Thursday, August 19, 2010


There are two things that are especially attractive to me in the American constitution and in American society: freedom of religion, and the absence of royalty, nobility, and hereditary titles. Freedom of religion is protected under the 1st amendment to the constitution, and when you become an American citizen you are stripped of any titles.

Sweden didn't have true freedom of religion until 1951, when Swedish citizens were allowed to leave the Swedish Church without being forced to join another church instead.

The Lutheran Swedish Church was a state church from the 16th century and until the year 2000. Up until 1996 you became a member not through baptism, but through birth.

Growing up I had Jewish friends who had had to wait until their 18th birthday to be able to leave the Lutheran state church.

The Crown Princess Victoria of Sweden got married earlier this year. I watched coverage of the ceremony and the dinner online. It was pretty, extravagant, and the couple was radiant. But after hours of commentary around who (of European royalty) was there, what they wore, and how they (in the European nobility) were all related, I had had enough. I started seeing not individuals, but an archaic system.

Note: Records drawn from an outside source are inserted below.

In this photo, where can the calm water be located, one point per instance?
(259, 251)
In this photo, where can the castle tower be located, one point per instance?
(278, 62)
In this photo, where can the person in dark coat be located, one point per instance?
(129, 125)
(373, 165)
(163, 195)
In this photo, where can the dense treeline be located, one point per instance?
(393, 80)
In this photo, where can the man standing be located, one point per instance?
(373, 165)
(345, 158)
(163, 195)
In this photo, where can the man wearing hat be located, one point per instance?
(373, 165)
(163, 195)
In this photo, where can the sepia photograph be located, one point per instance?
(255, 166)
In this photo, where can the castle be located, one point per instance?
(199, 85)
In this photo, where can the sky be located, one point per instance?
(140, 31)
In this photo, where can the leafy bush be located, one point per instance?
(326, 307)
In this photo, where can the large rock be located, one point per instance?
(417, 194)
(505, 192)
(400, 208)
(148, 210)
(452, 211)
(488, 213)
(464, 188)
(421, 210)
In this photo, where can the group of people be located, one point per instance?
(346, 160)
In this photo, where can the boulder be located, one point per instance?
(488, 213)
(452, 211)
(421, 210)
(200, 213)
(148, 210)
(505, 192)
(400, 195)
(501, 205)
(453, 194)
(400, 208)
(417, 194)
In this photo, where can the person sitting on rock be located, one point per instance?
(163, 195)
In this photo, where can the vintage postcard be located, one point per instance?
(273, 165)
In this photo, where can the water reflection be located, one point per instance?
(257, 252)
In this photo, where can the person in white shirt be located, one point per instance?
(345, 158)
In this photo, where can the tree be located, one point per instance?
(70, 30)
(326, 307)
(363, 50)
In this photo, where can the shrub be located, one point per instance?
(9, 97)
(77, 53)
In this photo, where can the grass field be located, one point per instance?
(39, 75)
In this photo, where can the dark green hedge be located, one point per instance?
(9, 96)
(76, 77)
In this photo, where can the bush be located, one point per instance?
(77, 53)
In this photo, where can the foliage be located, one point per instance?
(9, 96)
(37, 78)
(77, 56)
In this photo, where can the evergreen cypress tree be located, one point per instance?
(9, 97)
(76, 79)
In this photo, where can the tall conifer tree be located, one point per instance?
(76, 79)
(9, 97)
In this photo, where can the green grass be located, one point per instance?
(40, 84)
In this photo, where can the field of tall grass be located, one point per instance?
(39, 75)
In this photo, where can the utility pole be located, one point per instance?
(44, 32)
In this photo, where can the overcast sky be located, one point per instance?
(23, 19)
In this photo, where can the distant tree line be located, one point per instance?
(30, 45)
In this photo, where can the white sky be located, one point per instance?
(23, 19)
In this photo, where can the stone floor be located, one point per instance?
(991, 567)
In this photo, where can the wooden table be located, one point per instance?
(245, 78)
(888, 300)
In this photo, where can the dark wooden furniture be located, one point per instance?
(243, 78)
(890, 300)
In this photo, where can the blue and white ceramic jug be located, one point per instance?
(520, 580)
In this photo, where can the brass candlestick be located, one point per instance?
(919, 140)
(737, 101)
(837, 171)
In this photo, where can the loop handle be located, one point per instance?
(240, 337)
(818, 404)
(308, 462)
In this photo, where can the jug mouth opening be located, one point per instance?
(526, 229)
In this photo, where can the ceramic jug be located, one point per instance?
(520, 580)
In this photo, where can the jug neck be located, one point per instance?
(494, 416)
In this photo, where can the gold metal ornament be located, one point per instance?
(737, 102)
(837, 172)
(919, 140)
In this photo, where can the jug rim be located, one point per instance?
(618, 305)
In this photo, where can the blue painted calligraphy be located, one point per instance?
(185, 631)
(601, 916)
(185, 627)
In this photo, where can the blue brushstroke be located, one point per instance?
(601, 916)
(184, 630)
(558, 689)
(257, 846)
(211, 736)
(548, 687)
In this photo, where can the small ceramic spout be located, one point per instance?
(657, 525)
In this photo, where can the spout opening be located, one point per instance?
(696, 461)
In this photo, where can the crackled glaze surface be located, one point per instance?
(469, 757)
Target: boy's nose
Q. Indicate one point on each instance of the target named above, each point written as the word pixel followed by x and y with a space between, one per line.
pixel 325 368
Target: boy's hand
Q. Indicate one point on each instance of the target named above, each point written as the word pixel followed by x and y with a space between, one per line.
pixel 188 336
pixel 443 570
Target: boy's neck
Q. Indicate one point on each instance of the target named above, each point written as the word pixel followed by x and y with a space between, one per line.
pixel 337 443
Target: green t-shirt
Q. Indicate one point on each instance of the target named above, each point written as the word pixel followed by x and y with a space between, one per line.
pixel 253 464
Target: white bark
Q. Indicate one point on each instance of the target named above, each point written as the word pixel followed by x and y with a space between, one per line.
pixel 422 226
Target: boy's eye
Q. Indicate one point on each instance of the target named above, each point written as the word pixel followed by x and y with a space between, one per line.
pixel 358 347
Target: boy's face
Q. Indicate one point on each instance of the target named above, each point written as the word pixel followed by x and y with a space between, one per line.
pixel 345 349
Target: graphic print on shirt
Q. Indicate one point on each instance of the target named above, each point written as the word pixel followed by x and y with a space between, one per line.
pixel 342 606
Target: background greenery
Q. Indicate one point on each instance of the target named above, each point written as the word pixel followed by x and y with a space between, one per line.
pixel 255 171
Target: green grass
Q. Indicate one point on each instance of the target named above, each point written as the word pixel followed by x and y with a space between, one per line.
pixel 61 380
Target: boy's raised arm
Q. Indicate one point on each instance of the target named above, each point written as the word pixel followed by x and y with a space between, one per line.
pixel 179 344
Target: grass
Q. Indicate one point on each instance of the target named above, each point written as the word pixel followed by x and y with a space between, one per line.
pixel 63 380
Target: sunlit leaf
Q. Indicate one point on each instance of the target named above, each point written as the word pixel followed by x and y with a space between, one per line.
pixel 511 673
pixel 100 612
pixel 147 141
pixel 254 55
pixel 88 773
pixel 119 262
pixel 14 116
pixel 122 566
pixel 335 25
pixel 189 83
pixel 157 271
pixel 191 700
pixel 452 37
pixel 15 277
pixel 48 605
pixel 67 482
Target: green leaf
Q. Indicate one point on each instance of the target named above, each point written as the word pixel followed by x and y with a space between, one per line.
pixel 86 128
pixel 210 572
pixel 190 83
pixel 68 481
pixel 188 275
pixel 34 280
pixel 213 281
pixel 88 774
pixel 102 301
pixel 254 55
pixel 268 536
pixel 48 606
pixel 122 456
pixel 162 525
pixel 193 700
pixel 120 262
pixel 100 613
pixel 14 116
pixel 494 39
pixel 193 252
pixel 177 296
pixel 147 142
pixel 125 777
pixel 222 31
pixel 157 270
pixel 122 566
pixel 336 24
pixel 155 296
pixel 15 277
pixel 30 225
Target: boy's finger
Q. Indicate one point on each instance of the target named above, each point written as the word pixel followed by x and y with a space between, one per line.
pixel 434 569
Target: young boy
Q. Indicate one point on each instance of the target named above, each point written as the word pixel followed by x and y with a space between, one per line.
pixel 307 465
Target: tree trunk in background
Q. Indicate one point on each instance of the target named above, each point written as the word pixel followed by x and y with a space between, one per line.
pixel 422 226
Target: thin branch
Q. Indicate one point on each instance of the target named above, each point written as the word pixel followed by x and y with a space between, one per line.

The Swedish monarch, now Victoria's dad, King Carl XVI Gustav, has no real power. He and his family act as bejeweled goodwill ambassadors at home and abroad. The cost for their upkeep is increasing every year. According to the Swedish daily Dagens Nyheter, for the year 2010 Swedish tax payers will chip in 17 million dollars. They have staff, palaces, and travel expenses. They have to be addressed formally. Women are to curtsey.

Of all the ways someone can earn your respect, being born into a position ranks real low for me.